Le Cameroun fortement touché par la corruption

Le Cameroun fortement touché par la corruption

Selon le rapport People and Corruption: Africa Survey 2015 publié par Transparency International, le Cameroun se classe 2eme en termes de corruption sur le continent africain. Lors du sondage, 40 000 personnes de 28 pays d’Afrique subsaharienne ont été interrogées entre mars 2014 et septembre 2015, dont 1 182 au Cameroun. Les sondés pointent en particulier du doigt la police, les services fiscaux et les dirigeants d’entreprises au Cameroun.

 

C’est à l’occasion de la Journée mondiale de lutte contre la corruption, que l’antenne camerounaise de l’ONG allemande a rendu public ces chiffres. Les résultats se basent sur l’enquête des expériences et des perceptions de pratiques malhonnêtes dans différents pays subsahariens. Parmi les plus corrompus on trouve la police et les agents des impôts, dont la malhonnêteté a été mise en évidence respectivement par 56 % et 54 % de population. Ils sont suivis par les hommes d’affaires (52 %) et les magistrats (51 %). Les services publics ne font pas l’exception : 48 % des Camerounais témoignent avoir dû verser un pot-de-vin pour un service administratif. Selon le document, les gens sont obligés de payer même pour accéder à des services comme l’eau, l’assainissement ou l’électricité.  Ainsi, le Cameroun est le seul pays sur les 28 où les six services publics étudiés sont fortement corrompus, comme le précise le rapport. De plus, quasiment la moitié des personnes interrogées (44 %) disent que la tendance a augmenté ces 12 derniers mois.
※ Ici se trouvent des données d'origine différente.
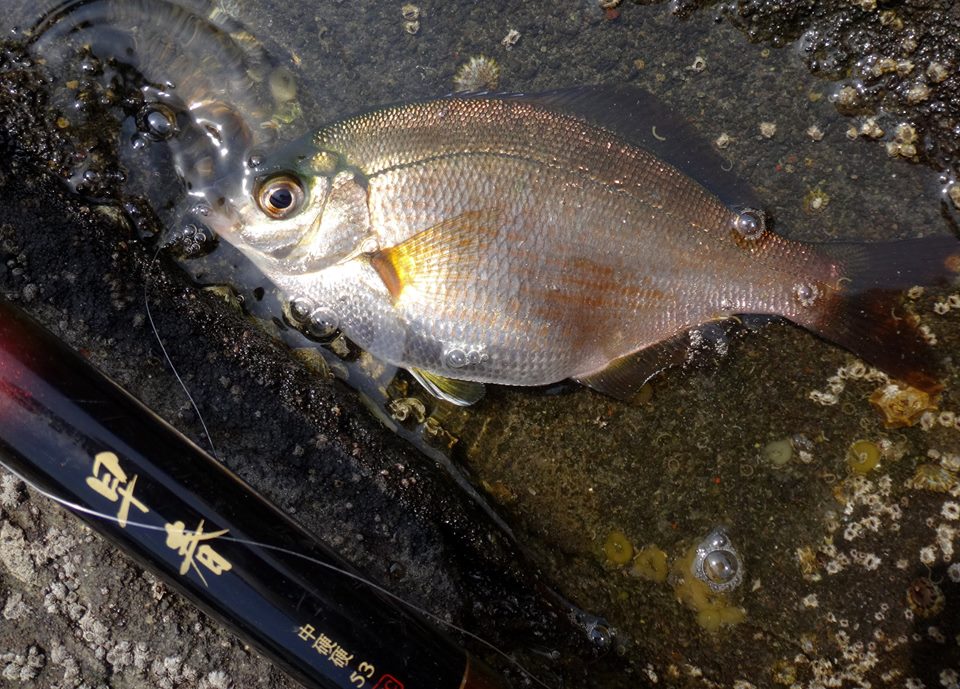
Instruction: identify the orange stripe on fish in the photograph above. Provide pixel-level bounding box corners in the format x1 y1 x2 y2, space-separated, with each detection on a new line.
369 210 501 301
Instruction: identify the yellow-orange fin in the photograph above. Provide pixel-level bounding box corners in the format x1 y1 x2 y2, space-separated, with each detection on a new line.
369 210 502 299
408 368 486 407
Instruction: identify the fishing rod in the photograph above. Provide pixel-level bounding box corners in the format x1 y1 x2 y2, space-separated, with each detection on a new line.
0 299 507 689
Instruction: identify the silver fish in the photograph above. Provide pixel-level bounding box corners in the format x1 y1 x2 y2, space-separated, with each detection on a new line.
206 88 960 403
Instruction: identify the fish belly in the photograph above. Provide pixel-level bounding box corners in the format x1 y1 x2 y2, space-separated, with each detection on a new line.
369 153 784 385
La majorité de la population explique cette mauvaise tendance par le manque d’efficacité des politiques de lutte contre la corruption mises en place par le gouvernement.

 

Au niveau mondial, c’est une personne interrogée sur deux qui a déclaré avoir payé un pot-de-vin en 2014. Au total, 75 millions d’Africains ont dû recourir à cette pratique l’année passée : certains pour éviter des sanctions de la police judiciaire, mais aussi pour accéder à des soins de base. Malgré ces résultats plutôt décevants, des points positifs ont été relevés notamment au Botswana, au Burkina Faso, au Lesotho et au Sénégal. Les citoyens de ces pays étaient parmi les plus positifs en Afrique à propos de la corruption.

 

 

Pour la première fois, les gens ont rapporté des chefs d’entreprise comme très corrompus. Selon les témoignages, ils se sont classés deuxièmes juste derrière la police. Tandis que les forces de l’ordre sont régulièrement considérées comme très corrompues, c’est une nouvelle tendance pour les dirigeants d’entreprise par rapport aux enquêtes précédentes. A noter que près d’un quart des personnes interrogées étaient pessimistes quant aux politiques anti-corruption, en disant qu’il n’y avait rien qu’ils pouvaient faire. Pourtant, seulement 12 % de ceux qui ont payé un pot-de-vin, l’ont signalé aux services qui luttent contre la corruption.